DD is a nurse and had bought crocs in cute colors to match her cute scrubs;), but after awhile, tossed them and bought a couple of pairs of Danskos in decidedly un-cute colors of black, brown, and white. Although her feet carry only 110 pounds, she found the support of the Danskos work better for her also. She can still put on high heels when she wants. Geez, I'd love to be able to do that! The thought makes my dogs hurt!
post #15 of 24
Thanks for the explanation. I was grateful no matter what the science was!
post #16 of 24
We bought one of our daughters a pair of Dansko's today. Even just trying them on, she could feel a difference. She tried a couple of other brands as well and in the end felt like the Dansko's would be the better choice. This evening will be her first full shift wearing them. If they help her, I may get a pair.
post #17 of 24
Well I bought a pair of Dansko's and will never ever do that again. I call them my torture instrament. Many times I would try to wear them but would be brought to tears. (Not even my ex can do that...LOL) If I had not spent so much money on them they would of found the trash can more than once.
post #18 of 24
They're great on my heels and arches, but my toes needed more time to get used to them. I developed corns on my little toes, and I had never had that problem before. After awhile, they stretched enough to fit the bumps of my feet and now they're perfect. I do worry about getting new ones!
post #19 of 24

Can you explain why you call the Dansko's your torture instruments? I am thinking of getting some if my daughter likes them but might reconsider if there is other information availble.
post #20 of 24
I can't answer for that poster, but for me, they took some getting used to. They are stiff leather and need to mold to the foot. I had been wearing sneakers so my feet were used to the give in sneaker material. That was minor compared to how good they made my heels and arches, and knees and hips feel. I had to have my Dansko sandals stretched for my left foot, but now I wear them all the time.

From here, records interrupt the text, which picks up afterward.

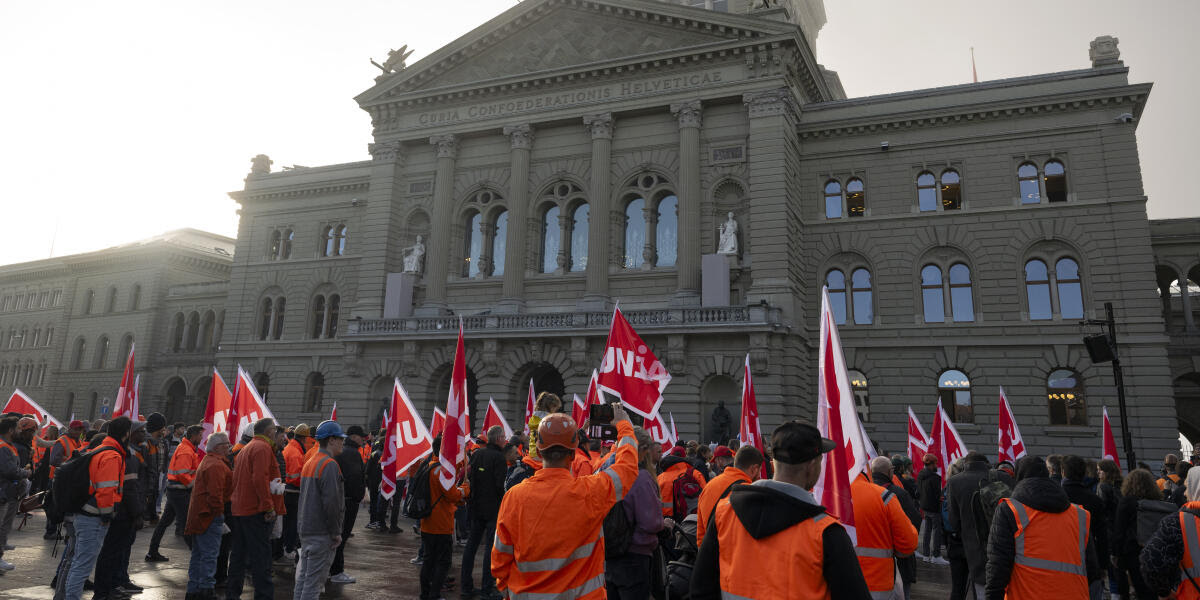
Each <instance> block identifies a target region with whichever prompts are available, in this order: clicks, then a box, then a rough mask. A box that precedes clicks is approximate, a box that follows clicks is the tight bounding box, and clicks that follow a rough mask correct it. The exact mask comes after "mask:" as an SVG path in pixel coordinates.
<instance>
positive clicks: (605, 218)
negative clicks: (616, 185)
mask: <svg viewBox="0 0 1200 600" xmlns="http://www.w3.org/2000/svg"><path fill="white" fill-rule="evenodd" d="M583 125H586V126H587V127H588V130H589V131H590V133H592V181H590V186H589V188H588V202H589V203H590V205H589V206H588V268H587V271H586V278H587V292H586V293H584V295H583V299H581V300H580V302H578V307H580V310H592V311H605V310H607V308H608V300H610V296H608V264H610V258H611V257H610V256H608V254H610V252H612V248H613V247H616V246H612V245H611V244H610V240H608V235H610V232H611V230H612V227H611V224H612V223H611V221H612V218H613V217H612V215H611V212H612V208H611V202H612V199H611V198H610V196H612V128H613V120H612V113H601V114H593V115H587V116H584V118H583Z"/></svg>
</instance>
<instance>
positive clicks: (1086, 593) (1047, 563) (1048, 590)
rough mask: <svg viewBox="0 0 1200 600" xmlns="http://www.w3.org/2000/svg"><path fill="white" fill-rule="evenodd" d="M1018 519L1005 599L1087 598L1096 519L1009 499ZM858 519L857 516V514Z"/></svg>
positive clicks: (1069, 512) (1007, 501)
mask: <svg viewBox="0 0 1200 600" xmlns="http://www.w3.org/2000/svg"><path fill="white" fill-rule="evenodd" d="M1004 502H1006V503H1008V509H1009V510H1012V511H1013V516H1014V517H1016V533H1015V534H1014V536H1015V540H1016V553H1015V554H1014V557H1013V576H1012V578H1009V580H1008V588H1007V589H1006V590H1004V598H1006V600H1007V599H1013V600H1025V599H1042V598H1076V599H1085V600H1086V599H1087V564H1086V560H1087V536H1088V534H1090V532H1091V521H1092V516H1091V515H1090V514H1088V512H1087V511H1086V510H1084V509H1082V508H1080V506H1078V505H1075V504H1072V505H1070V508H1069V509H1067V510H1064V511H1062V512H1057V514H1056V512H1045V511H1040V510H1034V509H1031V508H1028V506H1026V505H1024V504H1021V503H1019V502H1016V500H1014V499H1012V498H1006V499H1004ZM856 516H857V515H856Z"/></svg>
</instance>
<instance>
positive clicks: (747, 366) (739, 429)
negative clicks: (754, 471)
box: [738, 354, 763, 452]
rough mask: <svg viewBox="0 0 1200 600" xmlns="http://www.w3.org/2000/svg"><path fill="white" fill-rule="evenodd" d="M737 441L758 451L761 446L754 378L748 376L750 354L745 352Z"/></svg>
mask: <svg viewBox="0 0 1200 600" xmlns="http://www.w3.org/2000/svg"><path fill="white" fill-rule="evenodd" d="M738 443H740V444H742V445H744V446H754V448H756V449H757V450H758V451H760V452H762V451H763V446H762V425H761V424H760V420H758V401H757V400H756V398H755V395H754V378H752V377H751V376H750V355H749V354H746V364H745V368H744V370H743V371H742V416H740V418H739V420H738Z"/></svg>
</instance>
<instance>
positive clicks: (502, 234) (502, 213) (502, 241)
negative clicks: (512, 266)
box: [491, 210, 509, 277]
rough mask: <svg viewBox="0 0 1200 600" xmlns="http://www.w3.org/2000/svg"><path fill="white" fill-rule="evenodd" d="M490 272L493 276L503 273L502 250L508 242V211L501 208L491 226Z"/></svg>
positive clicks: (500, 275) (503, 252)
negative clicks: (490, 272)
mask: <svg viewBox="0 0 1200 600" xmlns="http://www.w3.org/2000/svg"><path fill="white" fill-rule="evenodd" d="M492 227H493V229H492V272H491V275H492V276H493V277H499V276H502V275H504V252H505V248H506V247H508V244H509V211H506V210H502V211H500V212H499V214H497V215H496V224H494V226H492Z"/></svg>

Keep in mind that only a couple of styles of Danskos have the footbed that is recommended by podiatrists. I believe they are the original style of clogs and they've used that footbed on a couple of other styles.
post #21 of 24


Try putting one of those bands they sell in athletic departments on your arm. I'm talking about the ones that are a couple of inches wide and close with vecro. Put it about two inches above your elbow and pull fairly tight. It should eliminate most of the pain. I learned this from a guy who is a welder. The company he works for keeps them around because everyone in the shop uses them. Works pretty good.
post #22 of 24

Thanks for the info! The style we bought was the clog style as it had been recommended by a friend who works on bare concrete floors. We did see some sandal styles there and I believe one other.
post #23 of 24
Sleeping with a firm pillow under my calves, and semi-regular visits to an acupuncturist keeps my arms and feet in reasonable shape.

I can't get Dansko clogs to work for me, despite trying for a year. My toes kept going numb, and I tired quicker. The shoes which finally worked were a pair of el cheapo rubber Frogz from Shoes for Crews! So my 100$ pair of Danskos gather dust while my 30$ pair of fugly rubber Frogz see full-time. Plus I can toss them in the dishwasher after work, whatsmore.
post #24 of 24

Love my danskos

The trick that was explained to me from the sales person was that you need to do two things: 1) you NEED to wear wool socks with them...otherwise, they are pretty ineffective; and 2) You need to practice rolling off the balls of your toes like when wearing flip-flops (I grew up calling them thongs--thanks for ruining that word Victoria's Secret!)

At first, I didn't believe that the wool socks would make much difference...but they definitely did! And I don't just mean socks made from wool....I am talking about those thick wool socks that you find at an REI or other hiking store.

Once I bought some of those sox...WOW! Never had a problem since.

The hard part is that when you buy your first pair of clogs, they don't fit like regular shoes. So buying them from the right retailer who knows how to size them for you is a great starting point. I got mine from the Walking Store.